Dans le cadre d'une modélisation en intelligence artificielle, deux approches peuvent être considérées. La première consiste à limiter le traitement de la machine à une description, c'est-à-dire lui donner un rôle de suggestion et non de décision, laissant ainsi en fin de compte l'interprétation à la charge de l'utilisateur humain qui voit alors dans les traitements de la machine les raisons de son interprétation. Cette approche est celle de Tanguy ([Tanguy, 1997]) qui l'applique dans des domaines plutôt littéraires, justement parce que là plus qu'ailleurs, assister l'interprétation humaine est utile et intéressant. La deuxième approche consiste à tenter de fournir à la machine les premières bases d'une "interprétation" qui soit la sienne et c'est cette approche que nous considérons ici. Dans cette perspective, on ne peut plus considérer le sème comme une entité sans contenu que l'on représente alors en machine par une simple chaîne de caractères. Le sème doit toujours porter des informations qui orientent l'interprétation humaine mais il doit de plus pouvoir structurer les représentations paradigmatiques de la machine.

Notre proposition quant à la nature du sème consiste à ne plus le voir comme une entité positive, dans le sens où elle serait autosuffisante, mais plutôt comme une entité négative au sens de Saussure.
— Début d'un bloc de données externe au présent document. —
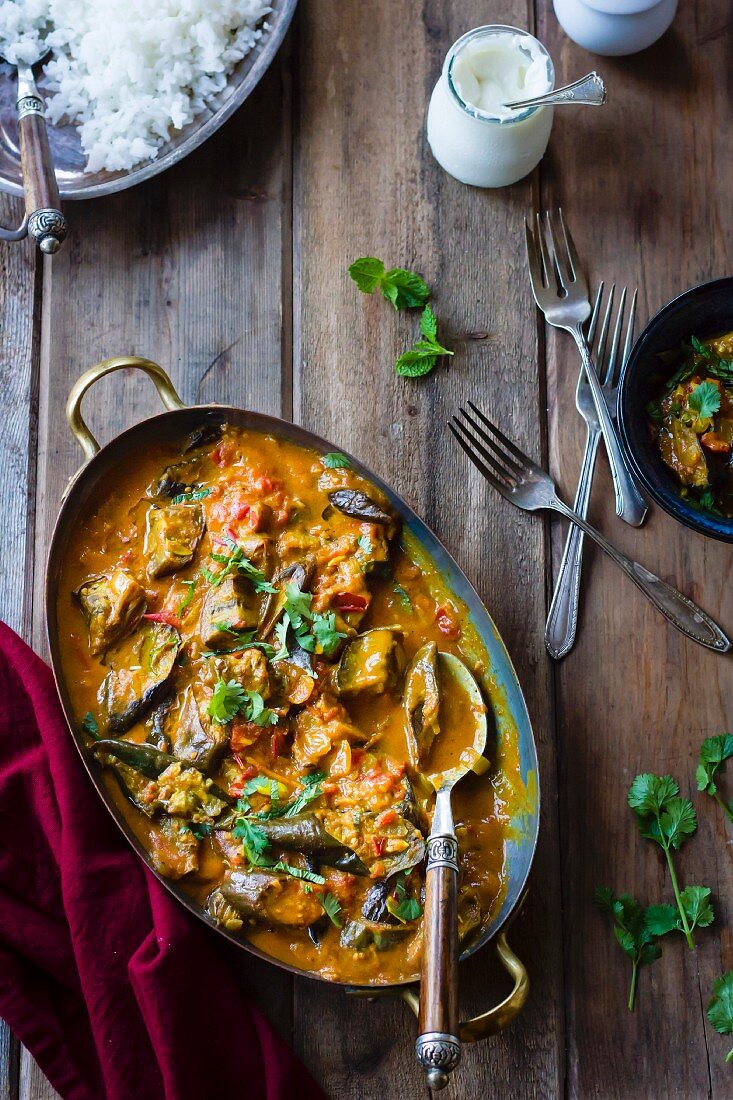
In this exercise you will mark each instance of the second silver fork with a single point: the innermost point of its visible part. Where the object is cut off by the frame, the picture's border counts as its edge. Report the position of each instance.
(561, 624)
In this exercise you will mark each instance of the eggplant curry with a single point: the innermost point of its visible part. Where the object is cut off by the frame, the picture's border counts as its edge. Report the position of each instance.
(252, 649)
(692, 422)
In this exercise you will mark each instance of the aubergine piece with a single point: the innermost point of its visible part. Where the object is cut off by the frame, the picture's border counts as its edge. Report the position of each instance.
(173, 847)
(172, 535)
(422, 703)
(204, 436)
(222, 912)
(359, 506)
(195, 737)
(141, 669)
(371, 662)
(272, 898)
(231, 605)
(305, 833)
(111, 604)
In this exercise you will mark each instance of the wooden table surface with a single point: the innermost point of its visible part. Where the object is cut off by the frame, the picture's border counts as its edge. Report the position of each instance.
(230, 270)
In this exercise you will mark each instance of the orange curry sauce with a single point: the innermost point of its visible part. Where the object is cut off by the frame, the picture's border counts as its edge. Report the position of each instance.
(183, 664)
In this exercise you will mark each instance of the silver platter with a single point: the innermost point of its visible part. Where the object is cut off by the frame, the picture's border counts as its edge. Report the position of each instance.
(68, 160)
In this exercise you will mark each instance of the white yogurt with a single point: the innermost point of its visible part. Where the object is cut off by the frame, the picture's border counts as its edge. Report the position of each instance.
(472, 135)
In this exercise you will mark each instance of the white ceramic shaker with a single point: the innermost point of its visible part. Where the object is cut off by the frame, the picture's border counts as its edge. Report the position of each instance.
(614, 28)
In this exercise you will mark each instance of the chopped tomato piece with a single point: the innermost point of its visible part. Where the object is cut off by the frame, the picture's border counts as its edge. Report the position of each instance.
(349, 602)
(446, 623)
(166, 617)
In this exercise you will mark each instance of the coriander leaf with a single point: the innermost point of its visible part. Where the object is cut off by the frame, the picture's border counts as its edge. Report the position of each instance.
(367, 273)
(256, 712)
(713, 754)
(281, 638)
(404, 596)
(648, 793)
(428, 323)
(414, 364)
(336, 461)
(405, 289)
(697, 905)
(227, 701)
(332, 908)
(90, 725)
(325, 633)
(659, 920)
(631, 931)
(720, 1010)
(704, 400)
(678, 822)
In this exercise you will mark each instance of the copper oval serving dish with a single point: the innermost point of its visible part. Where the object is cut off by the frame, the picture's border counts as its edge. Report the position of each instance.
(510, 729)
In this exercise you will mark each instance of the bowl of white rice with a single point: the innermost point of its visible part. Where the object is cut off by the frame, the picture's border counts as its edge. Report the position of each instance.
(131, 87)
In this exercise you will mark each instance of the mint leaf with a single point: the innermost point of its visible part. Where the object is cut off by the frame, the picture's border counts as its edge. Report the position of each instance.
(367, 273)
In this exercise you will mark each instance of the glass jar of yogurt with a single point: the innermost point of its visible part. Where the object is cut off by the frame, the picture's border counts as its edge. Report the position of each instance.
(472, 135)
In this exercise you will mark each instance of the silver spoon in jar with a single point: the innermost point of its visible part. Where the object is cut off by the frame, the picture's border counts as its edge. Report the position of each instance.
(590, 89)
(438, 1047)
(43, 220)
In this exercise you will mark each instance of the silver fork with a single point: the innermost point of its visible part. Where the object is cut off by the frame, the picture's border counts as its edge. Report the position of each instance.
(562, 618)
(517, 479)
(560, 290)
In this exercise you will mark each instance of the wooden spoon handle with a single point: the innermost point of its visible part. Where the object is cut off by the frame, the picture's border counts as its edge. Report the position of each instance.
(45, 222)
(437, 1046)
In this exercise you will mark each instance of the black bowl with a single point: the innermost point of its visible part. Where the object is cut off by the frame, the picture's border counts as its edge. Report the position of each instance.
(704, 311)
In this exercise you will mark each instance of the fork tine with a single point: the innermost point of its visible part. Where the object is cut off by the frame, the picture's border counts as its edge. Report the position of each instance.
(628, 342)
(525, 463)
(514, 469)
(547, 267)
(533, 259)
(603, 334)
(615, 339)
(500, 486)
(570, 245)
(506, 475)
(593, 317)
(559, 262)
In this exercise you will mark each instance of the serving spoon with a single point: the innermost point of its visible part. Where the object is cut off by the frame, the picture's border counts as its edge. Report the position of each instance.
(438, 1047)
(43, 220)
(589, 89)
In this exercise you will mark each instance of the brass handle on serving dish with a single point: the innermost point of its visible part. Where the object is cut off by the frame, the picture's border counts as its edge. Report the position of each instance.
(492, 1021)
(156, 374)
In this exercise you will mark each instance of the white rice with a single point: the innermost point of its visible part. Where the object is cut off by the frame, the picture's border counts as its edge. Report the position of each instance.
(130, 72)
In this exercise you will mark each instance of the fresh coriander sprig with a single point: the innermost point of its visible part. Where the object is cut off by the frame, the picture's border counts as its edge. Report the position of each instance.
(713, 754)
(423, 355)
(669, 821)
(633, 935)
(720, 1010)
(405, 289)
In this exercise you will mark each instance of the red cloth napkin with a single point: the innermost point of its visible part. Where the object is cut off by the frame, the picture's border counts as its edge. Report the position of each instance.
(116, 990)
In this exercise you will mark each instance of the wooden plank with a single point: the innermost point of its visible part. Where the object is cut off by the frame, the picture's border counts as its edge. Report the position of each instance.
(643, 184)
(365, 184)
(19, 359)
(188, 271)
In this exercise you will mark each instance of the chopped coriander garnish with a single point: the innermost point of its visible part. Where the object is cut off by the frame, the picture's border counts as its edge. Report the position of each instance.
(404, 596)
(197, 494)
(336, 461)
(90, 725)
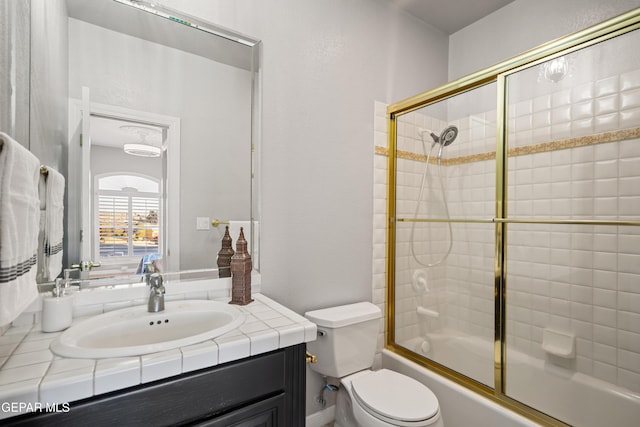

Ainsi, ce qui nous paraît pertinent, ce n'est pas le trait sémantique en tant que tel, mais ce à quoi on peut l'opposer. Par exemple, le trait /animal/ en soi n'est pas très informatif mais ce qui est pertinent, c'est de savoir, dans le contexte courant, si par exemple il s'oppose à /végétal/. Ainsi dans :

Il faut préserver la faune et la flore.

faune porte le trait /animal/ et dans ce contexte ce trait est pertinent pour l'interprétant dans le cadre de l'opposition /animal/ versus /végétal/. Dans d'autres contextes le trait /animal/ se justifie en rapport à d'autres oppositions, par exemple l'opposition /animal/ versus /humain/, comme c'est le cas dans l'exemple suivant

L'homme est un loup pour l'homme.

Ici loup porte le trait /animal/ mais cette fois-ci, le trait prend sens dans l'opposition /animal/ versus /humain/ et non plus /animal/ versus /végétal/. Donner une représentation de la signification du trait /animal/ consiste alors à donner les oppositions grâce auxquelles le trait /animal/ peut s'actualiser en contexte. Par exemple les trois oppositions suivantes :

/animal/ vs. /végétal//animal/ vs. /humain//animal/ vs. /objet/...

2 Il est d'usage en sémantique componentielle de noter les traits entre //.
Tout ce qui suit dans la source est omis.